# Do mealworms have to be kept in fridge?



## AbbyJ (Jun 20, 2009)

I really can't stomach that thought so keep mine in a drawer under the viv, is that o.k?


----------



## SleepyD (Feb 13, 2008)

AbbyJ said:


> I really can't stomach that thought so keep mine in a drawer under the viv, is that o.k?


the main advantages to keeping mealies in a fridge is it slows them down ~ they don't 'go off' or pupate as quick ~ and they last longer which is more cost efficient especially if you only use a few at a time or buy in bulk : victory:

If you don't like the idea of keeping them in your main fridge it might be worth considering buying one of those dinky fridges ~ I use a small table-top fridge which is kept in my rep-room


----------



## freekygeeky (May 25, 2007)

mine arent kept in a fride never have beeeeeeeeen


----------



## spudsgirl (Jan 29, 2009)

*Mealies*

I dont keep mine in the fridge either didnt know you could. So I have learned something new today.:2thumb:


----------



## SleepyD (Feb 13, 2008)

freekygeeky said:


> mine arent kept in a fride never have beeeeeeeeen


lol I don't keep my breeding colonies in the fridge but last month demand outstripped supply (too many greedy mouths  ) and I had to bulk-buy .... now I got too many :lol2:
so some I've left to pupate to start another batch and others I've chilled and with the temps going up it's good all round : victory:


----------



## ShellsAngel (Feb 12, 2009)

all mine are in the fridge as sleepyD said it slows them down. how about putting them an ice cream tub so you dont see them? i get mine out gut load them and feed the next day. they make my skin crawl but when they come out of the fridge they like little sticks untill they warm up and start wriggling about!!!


----------



## cornman247 (Jun 1, 2009)

ShellsAngel said:


> all mine are in the fridge as sleepyD said it slows them down. *how about putting them an ice cream tub so you dont see them*? i get mine out gut load them and feed the next day. they make my skin crawl but when they come out of the fridge they like little sticks untill they warm up and start wriggling about!!!

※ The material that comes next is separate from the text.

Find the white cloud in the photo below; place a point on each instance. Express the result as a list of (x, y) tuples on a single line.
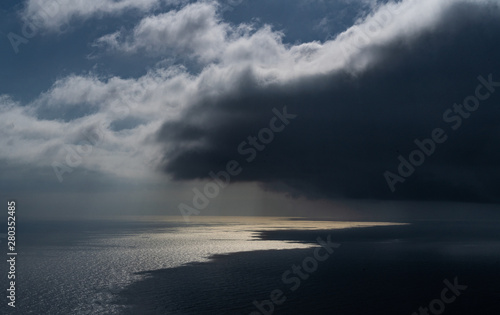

oh could you imagine if you woke up in the middle of the night, when downstairs and thought "ooh ice cream" and then started eating before even looking at them?:roll2:

that could go on youve been framed:lol2:


----------



## TonyH1981 (Jul 10, 2008)

Tasty crunch LOL


----------



## ShellsAngel (Feb 12, 2009)

:lol2::lol2:


----------



## AbbyJ (Jun 20, 2009)

YEAUGHHHH!!!mg:


----------



## mandi1234 (Mar 13, 2009)

i have put mine in the fridge for an hour or so before i feed............but i dont keep them in their


----------



## AbbyJ (Jun 20, 2009)

Why slow them down tho? Frank only likes them if they're wriggly


----------